I recognize a nonanswer when I hear it and I know how much Rebecca would have liked him. I also understand—as clearly as I know anything—that if she were still alive, Eamon and I would never have met. Why is it that the things I know give me a bigger headache than the things I don't.

  The visit ends with Eamon's drawing a floor plan of the monster-haunted castle from his old TV show and Raphael making a beautiful drawing of the DNA in the disease his lab is analyzing.

  "Well, it was very nice to meet you," Eamon says, standing up. "And not nearly as awkward as when I met my prom date's parents."

  "Yeah, sorry about that," Raphael says.

  "No, not at all," Eamon says. "You should know her friends."

  And just as he is smiling at me, Clare, obviously possessed by one of the aliens from his show, says,

  "We weren't vetting you or anything. I mean, we trust Leila to make her own decisions about dating.'

  "Okay, now I feel awkward," Eamon says. "Is this where I need to tell you I have a girlfriend?"

  "You do?" This comes out all shocked-sounding, and I decide I must also be possessed.

  "Not helping," Eamon says to me.

  "No, look, I'm sorry," Clare says. "Really, all I meant is that, in this state at least, you know, the age of consent is seventeen."

  "Also not helpful," Raphael says.

  Clare looks from Raphael to Eamon and then back to Raphael, who starts to laugh. Clare looks horrified with herself for being so weird. Age of consent? Hello, there has to be sex involved before that becomes important.
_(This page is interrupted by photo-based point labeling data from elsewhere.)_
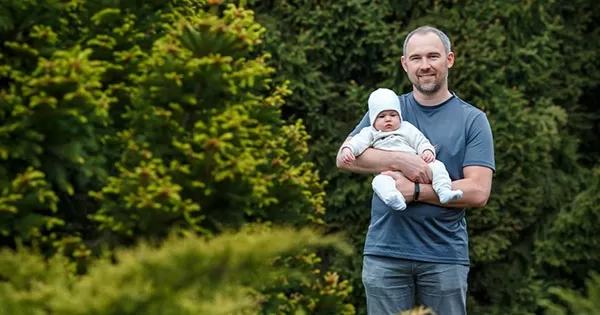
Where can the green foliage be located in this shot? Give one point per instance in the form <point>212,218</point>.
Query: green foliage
<point>124,121</point>
<point>187,275</point>
<point>572,243</point>
<point>573,302</point>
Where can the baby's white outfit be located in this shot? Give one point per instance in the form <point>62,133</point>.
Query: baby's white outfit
<point>407,138</point>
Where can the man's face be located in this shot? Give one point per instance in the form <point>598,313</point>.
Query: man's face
<point>426,63</point>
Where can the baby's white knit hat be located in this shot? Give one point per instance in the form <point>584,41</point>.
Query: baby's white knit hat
<point>381,100</point>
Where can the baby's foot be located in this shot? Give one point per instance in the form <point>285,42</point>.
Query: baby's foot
<point>385,187</point>
<point>449,195</point>
<point>395,201</point>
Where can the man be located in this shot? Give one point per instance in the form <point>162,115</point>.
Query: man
<point>422,253</point>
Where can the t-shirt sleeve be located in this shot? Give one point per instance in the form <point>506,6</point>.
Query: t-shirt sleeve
<point>363,123</point>
<point>480,144</point>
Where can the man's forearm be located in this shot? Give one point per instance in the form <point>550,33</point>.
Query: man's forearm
<point>474,195</point>
<point>371,161</point>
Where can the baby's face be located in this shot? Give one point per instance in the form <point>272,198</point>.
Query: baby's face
<point>388,120</point>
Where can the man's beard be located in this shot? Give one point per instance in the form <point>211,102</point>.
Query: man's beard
<point>428,88</point>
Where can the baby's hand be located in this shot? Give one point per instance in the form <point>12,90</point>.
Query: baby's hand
<point>428,156</point>
<point>347,155</point>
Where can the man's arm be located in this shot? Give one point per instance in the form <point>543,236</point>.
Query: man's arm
<point>476,187</point>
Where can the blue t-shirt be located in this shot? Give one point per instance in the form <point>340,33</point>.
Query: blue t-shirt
<point>424,232</point>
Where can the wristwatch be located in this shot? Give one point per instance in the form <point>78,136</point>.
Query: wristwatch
<point>417,191</point>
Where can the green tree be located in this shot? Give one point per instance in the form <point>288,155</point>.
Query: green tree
<point>129,121</point>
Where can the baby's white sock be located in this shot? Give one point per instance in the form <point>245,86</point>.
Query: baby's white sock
<point>385,187</point>
<point>449,195</point>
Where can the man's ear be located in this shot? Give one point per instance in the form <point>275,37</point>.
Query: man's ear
<point>450,59</point>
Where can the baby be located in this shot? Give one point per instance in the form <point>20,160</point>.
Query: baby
<point>389,132</point>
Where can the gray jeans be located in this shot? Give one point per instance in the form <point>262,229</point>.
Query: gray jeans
<point>393,285</point>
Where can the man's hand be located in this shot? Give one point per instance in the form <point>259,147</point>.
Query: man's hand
<point>347,156</point>
<point>428,156</point>
<point>403,184</point>
<point>415,169</point>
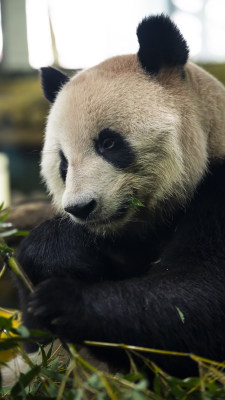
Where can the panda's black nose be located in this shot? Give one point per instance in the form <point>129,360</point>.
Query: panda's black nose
<point>82,210</point>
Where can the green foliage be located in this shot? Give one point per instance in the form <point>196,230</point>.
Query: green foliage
<point>47,378</point>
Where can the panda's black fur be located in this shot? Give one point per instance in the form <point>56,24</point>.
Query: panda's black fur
<point>160,285</point>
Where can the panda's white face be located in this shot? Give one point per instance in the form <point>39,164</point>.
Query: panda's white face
<point>114,134</point>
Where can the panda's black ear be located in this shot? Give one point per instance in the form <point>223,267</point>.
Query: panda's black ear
<point>161,44</point>
<point>52,81</point>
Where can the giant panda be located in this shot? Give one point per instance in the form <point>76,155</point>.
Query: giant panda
<point>133,158</point>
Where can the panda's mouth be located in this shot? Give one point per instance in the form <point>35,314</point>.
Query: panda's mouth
<point>120,214</point>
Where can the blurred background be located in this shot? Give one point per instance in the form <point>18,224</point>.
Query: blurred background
<point>72,35</point>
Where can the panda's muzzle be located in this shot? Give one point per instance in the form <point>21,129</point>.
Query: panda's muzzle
<point>82,210</point>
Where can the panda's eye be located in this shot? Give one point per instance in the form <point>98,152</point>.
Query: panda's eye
<point>114,148</point>
<point>63,166</point>
<point>108,144</point>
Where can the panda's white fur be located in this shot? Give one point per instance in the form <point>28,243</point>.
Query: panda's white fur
<point>174,126</point>
<point>173,119</point>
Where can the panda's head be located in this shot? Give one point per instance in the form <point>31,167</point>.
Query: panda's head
<point>132,127</point>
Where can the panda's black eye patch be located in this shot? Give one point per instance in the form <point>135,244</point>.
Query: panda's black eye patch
<point>114,148</point>
<point>63,166</point>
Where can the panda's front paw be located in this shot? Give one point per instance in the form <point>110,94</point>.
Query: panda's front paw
<point>56,303</point>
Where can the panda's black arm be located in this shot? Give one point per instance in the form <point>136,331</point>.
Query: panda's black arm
<point>140,311</point>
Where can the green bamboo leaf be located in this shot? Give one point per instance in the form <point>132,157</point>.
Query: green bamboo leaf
<point>24,381</point>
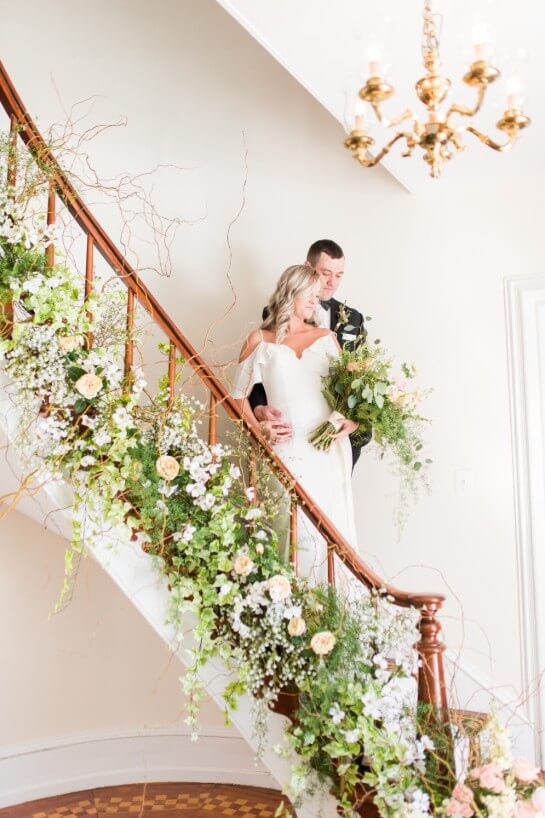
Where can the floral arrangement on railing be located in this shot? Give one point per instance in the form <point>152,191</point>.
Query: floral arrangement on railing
<point>136,462</point>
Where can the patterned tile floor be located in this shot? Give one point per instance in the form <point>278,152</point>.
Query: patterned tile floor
<point>160,800</point>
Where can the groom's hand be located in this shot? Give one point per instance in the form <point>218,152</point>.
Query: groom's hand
<point>267,413</point>
<point>347,428</point>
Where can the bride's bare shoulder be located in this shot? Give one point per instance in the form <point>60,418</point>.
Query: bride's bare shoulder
<point>253,340</point>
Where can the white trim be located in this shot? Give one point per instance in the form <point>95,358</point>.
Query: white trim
<point>97,759</point>
<point>522,298</point>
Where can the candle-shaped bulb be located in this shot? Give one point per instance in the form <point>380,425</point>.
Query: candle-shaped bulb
<point>513,87</point>
<point>374,55</point>
<point>359,119</point>
<point>481,40</point>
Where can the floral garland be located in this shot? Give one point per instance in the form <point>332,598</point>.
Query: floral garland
<point>348,661</point>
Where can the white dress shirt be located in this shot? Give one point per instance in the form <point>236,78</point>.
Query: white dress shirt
<point>324,317</point>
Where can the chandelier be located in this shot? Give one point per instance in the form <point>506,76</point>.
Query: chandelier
<point>440,134</point>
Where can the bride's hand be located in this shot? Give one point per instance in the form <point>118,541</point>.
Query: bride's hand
<point>348,426</point>
<point>276,431</point>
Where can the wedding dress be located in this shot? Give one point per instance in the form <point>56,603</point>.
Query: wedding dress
<point>293,384</point>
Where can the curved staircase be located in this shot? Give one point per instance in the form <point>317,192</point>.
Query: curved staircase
<point>129,566</point>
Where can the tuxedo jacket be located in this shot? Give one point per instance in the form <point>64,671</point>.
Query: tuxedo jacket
<point>348,325</point>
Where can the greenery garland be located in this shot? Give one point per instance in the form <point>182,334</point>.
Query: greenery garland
<point>140,463</point>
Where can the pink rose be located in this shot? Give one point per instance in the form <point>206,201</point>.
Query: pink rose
<point>490,777</point>
<point>538,799</point>
<point>525,771</point>
<point>456,808</point>
<point>462,793</point>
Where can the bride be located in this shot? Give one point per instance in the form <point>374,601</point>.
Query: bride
<point>289,355</point>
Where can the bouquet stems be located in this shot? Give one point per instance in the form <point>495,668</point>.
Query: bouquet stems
<point>322,437</point>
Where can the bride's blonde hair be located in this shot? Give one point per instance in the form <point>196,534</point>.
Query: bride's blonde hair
<point>296,280</point>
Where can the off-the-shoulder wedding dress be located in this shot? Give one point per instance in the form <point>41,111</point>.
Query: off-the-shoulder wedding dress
<point>293,384</point>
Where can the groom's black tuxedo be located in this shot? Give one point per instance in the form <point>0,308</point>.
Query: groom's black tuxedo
<point>348,325</point>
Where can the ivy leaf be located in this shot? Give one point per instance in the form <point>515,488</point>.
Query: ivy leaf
<point>75,372</point>
<point>80,406</point>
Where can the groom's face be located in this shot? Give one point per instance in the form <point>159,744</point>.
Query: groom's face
<point>331,274</point>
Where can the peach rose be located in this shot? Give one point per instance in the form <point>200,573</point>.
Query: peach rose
<point>89,385</point>
<point>462,793</point>
<point>279,588</point>
<point>525,771</point>
<point>525,809</point>
<point>68,343</point>
<point>297,626</point>
<point>322,643</point>
<point>243,565</point>
<point>167,467</point>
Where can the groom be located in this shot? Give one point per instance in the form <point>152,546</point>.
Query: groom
<point>327,258</point>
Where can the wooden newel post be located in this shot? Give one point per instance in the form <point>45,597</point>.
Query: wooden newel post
<point>431,672</point>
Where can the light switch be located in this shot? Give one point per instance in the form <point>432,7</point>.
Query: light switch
<point>465,482</point>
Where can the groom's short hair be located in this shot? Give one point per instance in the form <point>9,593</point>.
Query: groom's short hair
<point>327,246</point>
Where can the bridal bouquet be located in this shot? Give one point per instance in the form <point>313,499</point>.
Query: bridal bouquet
<point>360,386</point>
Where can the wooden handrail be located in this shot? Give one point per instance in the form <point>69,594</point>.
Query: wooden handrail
<point>431,681</point>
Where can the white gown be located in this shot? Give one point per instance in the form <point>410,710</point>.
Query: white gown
<point>294,386</point>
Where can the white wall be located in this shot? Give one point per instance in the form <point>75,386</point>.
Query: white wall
<point>95,666</point>
<point>429,269</point>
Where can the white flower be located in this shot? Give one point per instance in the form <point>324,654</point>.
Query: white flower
<point>89,385</point>
<point>243,565</point>
<point>188,533</point>
<point>351,736</point>
<point>101,438</point>
<point>279,588</point>
<point>167,467</point>
<point>88,421</point>
<point>207,502</point>
<point>195,489</point>
<point>121,418</point>
<point>337,715</point>
<point>297,626</point>
<point>420,801</point>
<point>322,643</point>
<point>88,460</point>
<point>34,284</point>
<point>253,514</point>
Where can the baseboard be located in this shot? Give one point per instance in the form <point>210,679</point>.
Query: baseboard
<point>98,759</point>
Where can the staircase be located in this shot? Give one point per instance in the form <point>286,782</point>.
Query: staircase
<point>128,565</point>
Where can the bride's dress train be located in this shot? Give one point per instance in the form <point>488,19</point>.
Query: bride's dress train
<point>294,385</point>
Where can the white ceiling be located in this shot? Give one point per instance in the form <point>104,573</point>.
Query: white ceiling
<point>322,44</point>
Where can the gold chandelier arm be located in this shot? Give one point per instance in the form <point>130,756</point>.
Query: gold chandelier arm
<point>490,142</point>
<point>391,123</point>
<point>369,163</point>
<point>459,109</point>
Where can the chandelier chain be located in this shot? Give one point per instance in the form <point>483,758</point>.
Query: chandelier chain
<point>430,40</point>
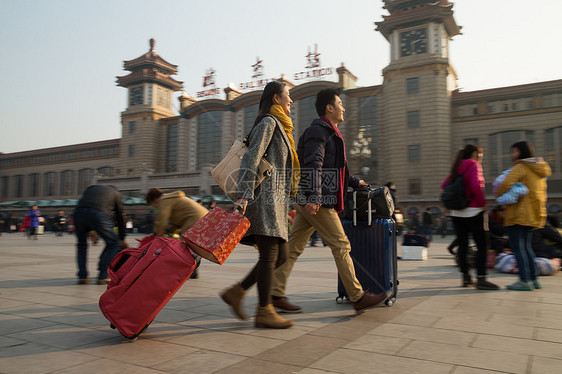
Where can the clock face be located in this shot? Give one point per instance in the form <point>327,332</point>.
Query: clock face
<point>413,42</point>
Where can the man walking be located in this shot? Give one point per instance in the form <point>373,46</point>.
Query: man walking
<point>427,227</point>
<point>324,180</point>
<point>99,210</point>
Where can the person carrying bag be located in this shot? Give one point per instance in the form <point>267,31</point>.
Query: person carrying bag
<point>267,205</point>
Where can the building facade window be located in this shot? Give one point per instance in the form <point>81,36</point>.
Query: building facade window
<point>209,137</point>
<point>67,183</point>
<point>18,186</point>
<point>172,148</point>
<point>553,148</point>
<point>33,185</point>
<point>49,183</point>
<point>414,152</point>
<point>412,85</point>
<point>106,171</point>
<point>250,114</point>
<point>307,112</point>
<point>136,95</point>
<point>4,187</point>
<point>85,178</point>
<point>365,147</point>
<point>499,146</point>
<point>414,186</point>
<point>414,118</point>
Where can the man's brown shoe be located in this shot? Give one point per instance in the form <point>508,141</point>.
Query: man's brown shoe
<point>284,306</point>
<point>369,300</point>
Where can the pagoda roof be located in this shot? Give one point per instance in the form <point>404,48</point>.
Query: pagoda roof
<point>150,59</point>
<point>407,13</point>
<point>149,75</point>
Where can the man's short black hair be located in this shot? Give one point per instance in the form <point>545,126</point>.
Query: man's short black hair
<point>325,97</point>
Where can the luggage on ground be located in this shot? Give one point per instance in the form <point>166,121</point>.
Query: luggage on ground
<point>373,251</point>
<point>143,280</point>
<point>368,203</point>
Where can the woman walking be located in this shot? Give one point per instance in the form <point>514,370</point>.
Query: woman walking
<point>267,206</point>
<point>471,218</point>
<point>528,213</point>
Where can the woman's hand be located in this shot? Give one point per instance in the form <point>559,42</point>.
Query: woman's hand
<point>241,205</point>
<point>312,209</point>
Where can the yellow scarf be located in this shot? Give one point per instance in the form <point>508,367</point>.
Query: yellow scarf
<point>278,112</point>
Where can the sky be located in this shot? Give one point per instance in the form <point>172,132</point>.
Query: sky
<point>60,58</point>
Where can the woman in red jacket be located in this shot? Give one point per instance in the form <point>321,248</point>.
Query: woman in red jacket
<point>471,218</point>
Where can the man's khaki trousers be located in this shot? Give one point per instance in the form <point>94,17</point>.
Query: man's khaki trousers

And before that he'd have to ask me out.

  For that matter, I was still months away from seventeen when Ben and I slept together. Did he break the age of consent, or does being the same age give you an escape clause? Funny that there should be laws about all this.

  "I'm sure that's useful to know," Eamon says. "But what with my father and work, I'm kind of overly occupied for dating."

  And yet he was not too occupied in April. And May. Does this mean he's lying now or didn't mean it then when he said he wanted to take me out to dinner? Or did dinner and going from there not mean dating? Dinner, presumably, would be legal at any age.